| Lingua-TokenParse documentation | Contained in the Lingua-TokenParse distribution. |
Lingua::TokenParse - Parse a word into scored, fragment combinations
use Lingua::TokenParse;
my $p = Lingua::TokenParse->new(
word => 'antidisthoughtlessfulneodeoxyribonucleicfoo',
lexicon => {
a => 'not',
anti => 'opposite',
di => 'two',
dis => 'separation',
eo => 'hmmmmm', # etc.
},
constraints => [ qr/eo(?:\.|$)/ ], # no parts ending in eo allowed
);
print Data::Dumper($p->knowns);
This class represents a Lingua::TokenParse object and contains methods to parse a given word into familiar combinations based on a lexicon of known word parts. This lexicon is a simple fragment => definition list.
Words like "automobile" and "deoyribonucleic" are composed of different roots, prefixes, suffixes, etc. With a lexicon of known fragments, a word can be partitioned into a list of its (possibly overlapping) known and unknown fragment combinations.
These combinations can be given a score, which represents a measure of word familiarity. This measure is a set of ratios of known to unknown fragments and letters.
$p = Lingua::TokenParse->new(
verbose => 0,
word => $word,
lexicon => \%lexicon,
lexicon_file => $lexicon_file,
constraints => \@constraints,
);
Return a new Lingua::TokenParse object.
This method will automatically call the partition methods (detailed below) if a word and lexicon are provided.
The word can be any string, however, you will want to make sure that
it does not include the same characters you use for the separator,
not_defined and unknown strings (described below).
The lexicon must be a hash reference with word fragments as keys and
definitions as their respective values.
$p->parse; $p->parse($string);
This method clears the partition lists and then calls all the
individual parsing methods that are detailed below.

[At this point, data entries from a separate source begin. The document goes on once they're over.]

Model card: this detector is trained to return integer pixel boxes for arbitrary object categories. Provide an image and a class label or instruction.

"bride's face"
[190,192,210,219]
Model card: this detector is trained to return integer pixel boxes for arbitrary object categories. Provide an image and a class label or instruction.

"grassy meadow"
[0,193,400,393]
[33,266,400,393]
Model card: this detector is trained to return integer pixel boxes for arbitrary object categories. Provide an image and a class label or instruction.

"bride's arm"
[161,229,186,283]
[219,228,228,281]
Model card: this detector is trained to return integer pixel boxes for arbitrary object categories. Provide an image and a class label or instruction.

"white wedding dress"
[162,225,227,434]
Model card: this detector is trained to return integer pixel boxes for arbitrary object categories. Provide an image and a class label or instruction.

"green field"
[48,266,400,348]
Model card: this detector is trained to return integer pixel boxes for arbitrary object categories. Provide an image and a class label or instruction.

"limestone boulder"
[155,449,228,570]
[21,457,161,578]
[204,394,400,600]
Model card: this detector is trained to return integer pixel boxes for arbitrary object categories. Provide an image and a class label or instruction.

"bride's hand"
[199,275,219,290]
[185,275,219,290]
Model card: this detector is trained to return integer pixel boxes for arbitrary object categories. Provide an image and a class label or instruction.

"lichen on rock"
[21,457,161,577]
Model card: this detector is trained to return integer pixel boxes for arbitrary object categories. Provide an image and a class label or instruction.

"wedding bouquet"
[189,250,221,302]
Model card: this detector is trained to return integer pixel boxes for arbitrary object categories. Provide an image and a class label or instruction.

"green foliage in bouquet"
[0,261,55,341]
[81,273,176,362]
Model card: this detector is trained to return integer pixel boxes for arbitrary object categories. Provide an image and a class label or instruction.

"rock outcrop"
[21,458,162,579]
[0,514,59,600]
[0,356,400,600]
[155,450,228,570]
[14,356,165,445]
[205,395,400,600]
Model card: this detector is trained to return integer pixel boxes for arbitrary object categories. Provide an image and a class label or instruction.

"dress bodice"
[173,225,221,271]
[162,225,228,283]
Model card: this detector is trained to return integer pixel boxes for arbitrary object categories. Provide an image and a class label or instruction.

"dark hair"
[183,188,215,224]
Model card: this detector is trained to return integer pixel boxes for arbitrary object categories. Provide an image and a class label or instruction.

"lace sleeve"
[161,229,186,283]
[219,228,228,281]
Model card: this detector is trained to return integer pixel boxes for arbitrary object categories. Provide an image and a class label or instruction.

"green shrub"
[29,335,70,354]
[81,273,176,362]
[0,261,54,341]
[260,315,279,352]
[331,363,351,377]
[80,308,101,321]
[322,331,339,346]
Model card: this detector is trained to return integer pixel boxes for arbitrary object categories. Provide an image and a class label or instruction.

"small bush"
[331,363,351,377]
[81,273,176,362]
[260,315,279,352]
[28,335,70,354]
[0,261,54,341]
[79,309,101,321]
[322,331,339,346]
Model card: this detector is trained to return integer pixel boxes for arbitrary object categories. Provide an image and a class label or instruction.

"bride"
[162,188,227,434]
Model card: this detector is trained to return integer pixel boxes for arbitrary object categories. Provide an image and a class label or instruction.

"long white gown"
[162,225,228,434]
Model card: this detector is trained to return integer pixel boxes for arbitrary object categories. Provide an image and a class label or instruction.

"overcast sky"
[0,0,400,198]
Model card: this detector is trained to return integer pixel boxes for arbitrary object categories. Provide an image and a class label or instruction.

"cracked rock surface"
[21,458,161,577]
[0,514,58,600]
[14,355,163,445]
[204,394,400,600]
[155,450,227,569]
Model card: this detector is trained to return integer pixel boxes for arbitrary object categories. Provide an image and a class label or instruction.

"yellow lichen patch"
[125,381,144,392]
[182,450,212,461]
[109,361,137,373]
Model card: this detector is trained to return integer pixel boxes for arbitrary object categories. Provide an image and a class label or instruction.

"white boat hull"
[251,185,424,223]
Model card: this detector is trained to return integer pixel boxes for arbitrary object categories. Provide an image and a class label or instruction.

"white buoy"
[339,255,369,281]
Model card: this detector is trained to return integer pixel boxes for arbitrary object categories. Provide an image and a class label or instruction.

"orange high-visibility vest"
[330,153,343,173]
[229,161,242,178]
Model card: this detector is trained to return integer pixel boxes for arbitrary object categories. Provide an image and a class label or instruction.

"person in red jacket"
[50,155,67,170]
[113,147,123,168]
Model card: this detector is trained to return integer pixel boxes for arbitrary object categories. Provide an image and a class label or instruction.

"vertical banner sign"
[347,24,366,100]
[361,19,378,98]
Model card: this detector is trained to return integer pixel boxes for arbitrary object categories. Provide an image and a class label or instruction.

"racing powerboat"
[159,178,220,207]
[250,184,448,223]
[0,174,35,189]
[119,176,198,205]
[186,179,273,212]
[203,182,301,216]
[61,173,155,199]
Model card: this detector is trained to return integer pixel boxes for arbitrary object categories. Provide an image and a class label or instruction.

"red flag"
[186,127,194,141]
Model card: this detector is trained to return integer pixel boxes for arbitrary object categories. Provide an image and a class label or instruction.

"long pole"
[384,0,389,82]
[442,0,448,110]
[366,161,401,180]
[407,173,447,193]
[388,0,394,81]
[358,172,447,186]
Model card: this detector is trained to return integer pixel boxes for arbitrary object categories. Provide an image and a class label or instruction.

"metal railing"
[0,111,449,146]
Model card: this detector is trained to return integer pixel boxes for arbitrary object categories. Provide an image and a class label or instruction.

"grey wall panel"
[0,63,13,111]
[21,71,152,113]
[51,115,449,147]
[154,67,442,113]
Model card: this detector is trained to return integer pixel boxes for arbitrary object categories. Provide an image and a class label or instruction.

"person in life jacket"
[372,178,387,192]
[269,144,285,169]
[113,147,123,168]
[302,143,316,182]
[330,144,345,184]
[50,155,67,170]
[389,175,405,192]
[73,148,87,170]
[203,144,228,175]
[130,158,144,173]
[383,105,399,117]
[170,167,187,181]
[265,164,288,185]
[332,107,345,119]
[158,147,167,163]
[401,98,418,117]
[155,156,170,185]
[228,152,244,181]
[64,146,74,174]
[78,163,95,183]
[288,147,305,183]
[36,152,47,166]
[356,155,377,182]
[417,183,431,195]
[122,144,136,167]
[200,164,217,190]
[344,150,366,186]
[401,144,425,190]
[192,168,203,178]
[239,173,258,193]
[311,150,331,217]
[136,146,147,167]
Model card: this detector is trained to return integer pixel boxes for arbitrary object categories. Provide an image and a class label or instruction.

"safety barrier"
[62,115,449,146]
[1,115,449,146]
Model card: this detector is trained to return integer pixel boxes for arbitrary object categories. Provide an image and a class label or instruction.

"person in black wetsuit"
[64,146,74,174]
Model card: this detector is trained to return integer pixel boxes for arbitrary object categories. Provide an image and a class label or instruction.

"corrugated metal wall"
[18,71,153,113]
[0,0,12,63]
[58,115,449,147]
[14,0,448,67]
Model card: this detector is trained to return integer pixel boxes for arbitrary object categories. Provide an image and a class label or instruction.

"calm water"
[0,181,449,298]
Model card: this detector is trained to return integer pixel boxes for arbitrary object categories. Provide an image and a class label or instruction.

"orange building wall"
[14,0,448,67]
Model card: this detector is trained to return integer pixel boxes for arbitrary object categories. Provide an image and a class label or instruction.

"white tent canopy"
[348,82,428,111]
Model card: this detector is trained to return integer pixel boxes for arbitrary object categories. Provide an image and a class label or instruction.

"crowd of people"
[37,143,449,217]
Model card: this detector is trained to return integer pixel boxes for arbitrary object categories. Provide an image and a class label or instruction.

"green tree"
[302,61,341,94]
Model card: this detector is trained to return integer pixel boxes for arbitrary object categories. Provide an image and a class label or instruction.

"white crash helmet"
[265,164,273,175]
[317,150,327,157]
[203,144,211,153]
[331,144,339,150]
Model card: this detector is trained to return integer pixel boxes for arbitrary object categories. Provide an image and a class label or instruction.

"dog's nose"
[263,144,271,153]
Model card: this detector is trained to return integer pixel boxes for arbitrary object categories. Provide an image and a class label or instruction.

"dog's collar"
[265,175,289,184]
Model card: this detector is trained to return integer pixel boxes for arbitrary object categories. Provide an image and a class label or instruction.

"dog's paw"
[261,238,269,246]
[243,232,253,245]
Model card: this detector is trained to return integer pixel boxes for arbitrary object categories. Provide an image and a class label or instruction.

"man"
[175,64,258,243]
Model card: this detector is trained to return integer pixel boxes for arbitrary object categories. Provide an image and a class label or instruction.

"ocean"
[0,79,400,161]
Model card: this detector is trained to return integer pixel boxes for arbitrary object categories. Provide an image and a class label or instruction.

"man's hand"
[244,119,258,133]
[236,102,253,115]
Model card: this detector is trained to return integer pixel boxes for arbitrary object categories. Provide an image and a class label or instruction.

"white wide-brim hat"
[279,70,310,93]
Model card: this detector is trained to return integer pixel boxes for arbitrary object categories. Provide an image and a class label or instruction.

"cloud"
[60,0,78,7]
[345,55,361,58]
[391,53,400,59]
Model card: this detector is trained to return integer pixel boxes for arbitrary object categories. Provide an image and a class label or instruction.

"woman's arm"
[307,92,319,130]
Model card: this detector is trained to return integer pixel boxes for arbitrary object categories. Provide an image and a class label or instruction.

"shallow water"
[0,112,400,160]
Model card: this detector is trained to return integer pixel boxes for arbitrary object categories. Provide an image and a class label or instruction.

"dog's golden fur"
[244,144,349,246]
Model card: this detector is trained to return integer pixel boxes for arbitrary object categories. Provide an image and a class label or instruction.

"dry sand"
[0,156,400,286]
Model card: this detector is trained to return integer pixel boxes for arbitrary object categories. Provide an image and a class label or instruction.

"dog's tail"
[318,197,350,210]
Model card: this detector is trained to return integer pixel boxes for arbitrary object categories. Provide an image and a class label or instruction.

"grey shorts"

If a string
is provided the object's word attribute is reset to that, first.
$parts = $p->build_parts;
Construct an array reference of the word partitions.
$known_definitions = $p->build_definitions;
Construct a table of the definitions of the word parts.
$combos = $p->build_combinations;
Compute the array reference of all possible word part combinations.
$raw_knowns = $p->build_knowns;
Compute the familiar word part combinations.
This method handles word parts containing prefix and suffix hyphens, which encode information about what is a syntactically illegal word combination, which can be used to score (or even throw out bogus combinations).
$p->lexicon_cache; $p->lexicon_cache( $lexicon_file ); $p->lexicon_cache( lexicon_file => $lexicon_file );
Backup and retrieve the hash reference of token entries.
If this method is called with no arguments, the object's
lexicon_file is used. If the method is called with a single
argument, the object's lexicon_file attribute is temporarily
overridden. If the method is called with two arguments and the first
is the string "lexicon_file" then that attribute is set before
proceeding.
@known_list = $p->output_knowns;
print Dumper \@known_list;
# Look at the "even friendlier output."
print scalar $p->output_knowns(
separator => $separator,
not_defined => $not_defined,
unknown => $unknown,
);
This method returns the familiar word part combinations in a couple "human accessible" formats. Each have familiarity scores rounded to two decimals and fragment definitions shown in a readable layout
The the string used between fragment definitions. Default is a plus symbol surrounded by single spaces: ' + '.
Indicates a known fragment that has no definition. Default is a single period: '.'.
Indicates an unknown fragment. The default is the question mark: '?'.
$p->word($word); $word = $p->word;
The actual word to partition which can be any string.
$p->lexicon(%lexicon); $p->lexicon(\%lexicon); $lexicon = $p->lexicon;
The lexicon is a hash reference with word fragments as keys and definitions their respective values. It can be set with either a hash or a hash reference.
$parts = $p->parts;
The computed array reference of all possible word partitions.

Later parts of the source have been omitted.